The first work is the conversation piece of the two; the second emphasising the point made by the first, which is hanging at the epicentre of the deconsecrated church in Castlegate, as if forming an extra stained glass window suspended from the rafters, responding to the rise and fall of the sun through the day.

Comprised of two photographic images of near-identical window frames, Come Away O… invites onlookers to partake – if only for a transient moment – in a figure’s contemplation of the Tokyo landscape below.

From the photograph you will see Suzanne taking up her own invitation, and it is a posture she adopts regularly in her academic artistic explorations. “Come Away O…is part of a larger body of ten photographic works, Outside In, which explores city-view observatories in Tokyo and considers the importance of the act of viewing a city from above to the urbanite,” says Suzanne, who observes and experiments with landscape as a theme in her work.

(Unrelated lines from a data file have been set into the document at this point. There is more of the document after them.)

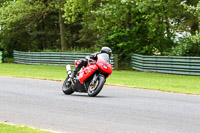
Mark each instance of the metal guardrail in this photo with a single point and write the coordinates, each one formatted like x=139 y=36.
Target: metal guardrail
x=167 y=64
x=49 y=58
x=0 y=57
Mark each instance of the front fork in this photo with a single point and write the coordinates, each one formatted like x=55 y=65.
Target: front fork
x=69 y=73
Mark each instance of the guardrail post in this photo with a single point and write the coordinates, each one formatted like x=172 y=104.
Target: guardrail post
x=0 y=57
x=116 y=65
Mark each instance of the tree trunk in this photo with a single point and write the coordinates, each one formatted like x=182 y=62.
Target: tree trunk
x=62 y=32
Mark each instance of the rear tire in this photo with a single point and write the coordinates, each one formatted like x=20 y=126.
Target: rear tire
x=67 y=87
x=93 y=91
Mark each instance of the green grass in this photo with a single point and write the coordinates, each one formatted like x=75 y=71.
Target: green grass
x=154 y=81
x=6 y=128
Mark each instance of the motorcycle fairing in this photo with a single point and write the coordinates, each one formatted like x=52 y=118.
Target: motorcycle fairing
x=87 y=72
x=78 y=87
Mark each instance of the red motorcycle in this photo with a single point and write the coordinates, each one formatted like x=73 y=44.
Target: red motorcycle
x=91 y=78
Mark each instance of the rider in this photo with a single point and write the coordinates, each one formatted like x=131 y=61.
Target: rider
x=84 y=62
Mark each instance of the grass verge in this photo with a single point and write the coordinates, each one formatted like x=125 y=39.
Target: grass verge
x=143 y=80
x=7 y=128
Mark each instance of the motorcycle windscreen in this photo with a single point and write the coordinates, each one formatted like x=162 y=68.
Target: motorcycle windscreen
x=104 y=63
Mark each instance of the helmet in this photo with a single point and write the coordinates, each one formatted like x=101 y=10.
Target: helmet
x=106 y=50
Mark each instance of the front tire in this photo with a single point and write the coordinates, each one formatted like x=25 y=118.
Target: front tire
x=67 y=87
x=94 y=90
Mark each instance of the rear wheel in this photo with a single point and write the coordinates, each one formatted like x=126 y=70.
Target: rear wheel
x=67 y=87
x=94 y=90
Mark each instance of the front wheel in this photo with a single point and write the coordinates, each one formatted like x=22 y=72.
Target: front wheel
x=94 y=90
x=67 y=87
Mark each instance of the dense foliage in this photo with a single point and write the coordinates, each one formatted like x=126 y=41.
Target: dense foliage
x=153 y=27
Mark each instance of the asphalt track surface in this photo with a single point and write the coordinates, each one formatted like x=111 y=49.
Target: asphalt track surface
x=41 y=104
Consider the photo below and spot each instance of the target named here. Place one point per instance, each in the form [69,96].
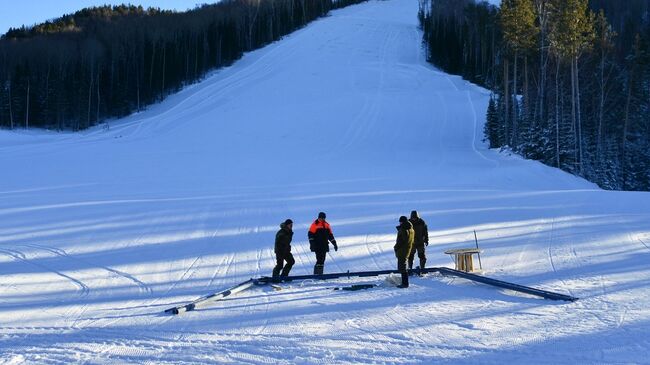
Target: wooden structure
[463,258]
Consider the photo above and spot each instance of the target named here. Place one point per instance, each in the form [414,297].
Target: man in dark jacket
[283,250]
[421,239]
[403,247]
[320,234]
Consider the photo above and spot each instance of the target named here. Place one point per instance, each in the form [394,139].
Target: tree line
[103,62]
[570,79]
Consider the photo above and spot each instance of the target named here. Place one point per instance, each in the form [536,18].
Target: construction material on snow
[503,284]
[463,258]
[211,298]
[443,270]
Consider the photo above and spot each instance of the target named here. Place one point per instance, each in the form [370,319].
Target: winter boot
[276,274]
[285,271]
[405,281]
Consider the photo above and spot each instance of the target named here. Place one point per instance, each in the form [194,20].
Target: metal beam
[503,284]
[443,270]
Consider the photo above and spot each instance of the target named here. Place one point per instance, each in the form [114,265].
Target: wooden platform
[463,258]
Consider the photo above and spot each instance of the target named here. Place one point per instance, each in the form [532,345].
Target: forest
[570,79]
[105,62]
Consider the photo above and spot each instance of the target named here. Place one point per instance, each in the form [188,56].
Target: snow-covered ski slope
[103,230]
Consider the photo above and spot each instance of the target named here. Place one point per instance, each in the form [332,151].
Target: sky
[29,12]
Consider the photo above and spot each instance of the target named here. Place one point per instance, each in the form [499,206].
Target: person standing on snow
[283,250]
[421,239]
[403,247]
[320,234]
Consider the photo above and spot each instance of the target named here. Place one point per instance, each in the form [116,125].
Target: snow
[101,231]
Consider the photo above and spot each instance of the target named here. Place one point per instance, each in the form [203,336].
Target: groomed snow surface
[101,231]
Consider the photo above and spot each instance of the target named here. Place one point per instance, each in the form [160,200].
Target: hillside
[102,230]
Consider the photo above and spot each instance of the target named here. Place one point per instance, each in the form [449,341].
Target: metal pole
[479,253]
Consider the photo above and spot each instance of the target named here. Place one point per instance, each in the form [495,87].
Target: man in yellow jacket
[403,247]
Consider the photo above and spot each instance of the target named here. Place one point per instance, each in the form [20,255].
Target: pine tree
[519,33]
[572,34]
[492,125]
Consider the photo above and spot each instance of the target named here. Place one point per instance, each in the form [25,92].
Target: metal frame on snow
[443,270]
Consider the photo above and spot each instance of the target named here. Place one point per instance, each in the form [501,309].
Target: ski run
[101,231]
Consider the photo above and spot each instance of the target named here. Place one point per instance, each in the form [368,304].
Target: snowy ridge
[101,231]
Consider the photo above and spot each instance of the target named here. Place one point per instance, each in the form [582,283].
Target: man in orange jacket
[320,234]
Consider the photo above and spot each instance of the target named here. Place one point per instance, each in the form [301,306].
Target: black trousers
[280,258]
[320,262]
[421,254]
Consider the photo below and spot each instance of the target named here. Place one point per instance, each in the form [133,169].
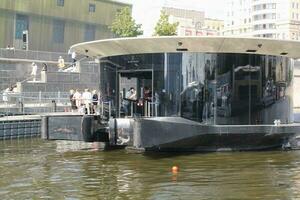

Born in Dublin, Suzanne moved to Wicklow, then travelled, gaining outstanding results in her artistic studies before the wanderlust struck again. “I knew that I didn’t want to live in Ireland any more. It felt too constricted,” she says. “I love cities and I love anonymity, whether in the countryside or the big city.”

Suzanne duly headed to one such city, acquiring a residency in the National Art Studio at Changdong, Seoul, in South Korea in 2007.

“That four-month stay was when I became interested in city landscapes and their sprawling centres, where the landscape can change so much within one city centre, whereas here in Europe, we know where our city centres are, where they begin and end,” says Suzanne. “That’s the European mentality of needing a precise city centre.”

Suzanne moved to Tokyo six years ago to continue her artistic studies on a scholarship. “Technically, Tokyo is not a city, but a metropolis with 23 self-governing districts called ‘Ku’, so you pay your income tax but a portion of that goes to your district, including for health insurance,” she says, after settling in Toshima Ku.

“These images in my work are of Toshima Ku. Initially I went to Nihon University 20 minutes away and after two years, I moved to a different university, TAMA, out in the mountains on the fringes of Tokyo, where I studied for a practice-based PhD in art.”

The second exhibition work, Tokyo Summit A emerged from taking a photograph almost every day, or at least a couple of days a week, for a year, to present a panoramic view from an observatory, utilising 100 images.

“What I wanted to emphasise was to show how futile it was to try to see the full view because the cityscape is so large,” she says.

• Suzanne Mooney is among eight artists on the prize shortlist whose works will be on show at York St Mary’s until May 31, in an exhibition co-ordinated by Aesthetica Magazine with the York Museums Trust, open Thursday to Monday, 10am to 4pm; free admission.

• Exhibition visitors can vote for their favourite work in the People’s Choice Award.